Dans cette même logique d’expansion infrastructurelle, Anthropic a considérablement renforcé ses capacités de calcul ces dernières semaines. La société a conclu des accords avec Amazon pour jusqu’à cinq gigawatts de nouvelle capacité, avec Google et Broadcom pour cinq gigawatts de capacité TPU de nouvelle génération, et avec SpaceX pour l’accès aux GPU des clusters Colossus 1 et 2 — un déploiement de ressources qui illustre l’échelle industrielle désormais requise pour rivaliser au sommet de l’IA.

Anthropic dépasse OpenAI dans la course à la valorisation

Cette levée de fonds place Anthropic devant son principal rival : OpenAI, valorisé à 852 milliards de dollars lors de son tour de table de mars dernier, au terme duquel il avait levé 122 milliards de dollars. Avec 965 milliards, Anthropic prend une longueur d’avance dans ce duel qui structure désormais l’ensemble du secteur de l’intelligence artificielle générative.

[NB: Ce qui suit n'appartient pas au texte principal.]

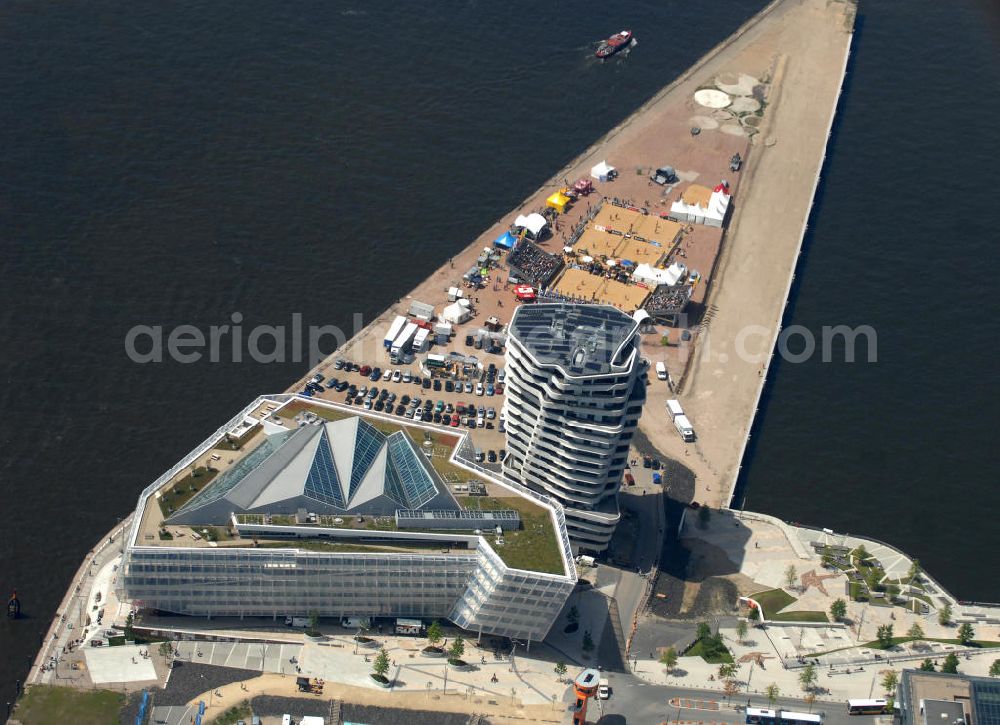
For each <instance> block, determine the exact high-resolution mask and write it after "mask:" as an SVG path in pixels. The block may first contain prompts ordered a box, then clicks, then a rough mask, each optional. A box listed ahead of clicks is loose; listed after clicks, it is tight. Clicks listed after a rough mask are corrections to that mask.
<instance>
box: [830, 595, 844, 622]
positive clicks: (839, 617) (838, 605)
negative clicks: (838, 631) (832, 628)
mask: <svg viewBox="0 0 1000 725" xmlns="http://www.w3.org/2000/svg"><path fill="white" fill-rule="evenodd" d="M830 616H831V617H833V621H834V622H839V621H841V620H842V619H843V618H844V617H846V616H847V602H845V601H844V600H843V599H839V598H838V599H834V600H833V604H831V605H830Z"/></svg>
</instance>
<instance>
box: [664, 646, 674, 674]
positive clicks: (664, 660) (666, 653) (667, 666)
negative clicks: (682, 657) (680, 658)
mask: <svg viewBox="0 0 1000 725" xmlns="http://www.w3.org/2000/svg"><path fill="white" fill-rule="evenodd" d="M660 664H661V665H663V666H664V667H665V668H666V670H667V672H673V671H674V668H675V667H676V666H677V650H675V649H674V648H673V647H667V648H666V649H665V650H663V653H662V654H661V655H660Z"/></svg>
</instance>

Brad Gerstner, fondateur et PDG d’Altimeter Capital, ne dissimule pas son enthousiasme : « Les dernières avancées de Claude ont généré une adoption à grande échelle parmi les organisations les plus exigeantes au monde. Cette dynamique positionne Anthropic pour mener la prochaine phase d’innovation en IA. » Une conviction que les marchés secondaires semblent partager sans réserve : selon la plateforme Hiive, le prix des actions Anthropic a bondi de 211 % sur trois mois, atteignant environ 900 dollars l’action.

Cette rivalité s’intensifie dans un contexte où les deux entreprises se préparent activement à leur introduction en bourse respective, transformant chaque annonce de valorisation en signal envoyé aux marchés publics autant qu’aux investisseurs privés. À ce sujet, on lira avec intérêt comment Claude Mythos a récemment inquiété la BCE, illustration des tensions qui accompagnent la montée en puissance d’Anthropic sur la scène institutionnelle européenne.

L’IPO d’Anthropic se profile à l’horizon

Cette levée de fonds pourrait bien marquer la dernière étape de la vie privée d’Anthropic, fondée en 2021 par d’anciens dirigeants d’OpenAI, avant son entrée sur les marchés publics dans un contexte particulièrement porteur. L’introduction en bourse de la société s’inscrit dans une vague d’IPO attendues dans le secteur, à laquelle participera également OpenAI. SpaceX, de son côté, vise une valorisation de 2 000 milliards de dollars lors de son propre débouement boursier, après sa fusion avec xAI d’Elon Musk.

Neil Mehta, fondateur et associé directeur de Greenoaks, résume ce qui fait la singularité d’Anthropic aux yeux des investisseurs de long terme : « Anthropic a construit une organisation où les meilleurs chercheurs et ingénieurs du monde opèrent avec une clarté de mission inégalée. » Cette culture d’entreprise, adossée à un momentum commercial d’une rare intensité, constitue un argument de poids à l’heure d’affronter les exigences de la cotation publique.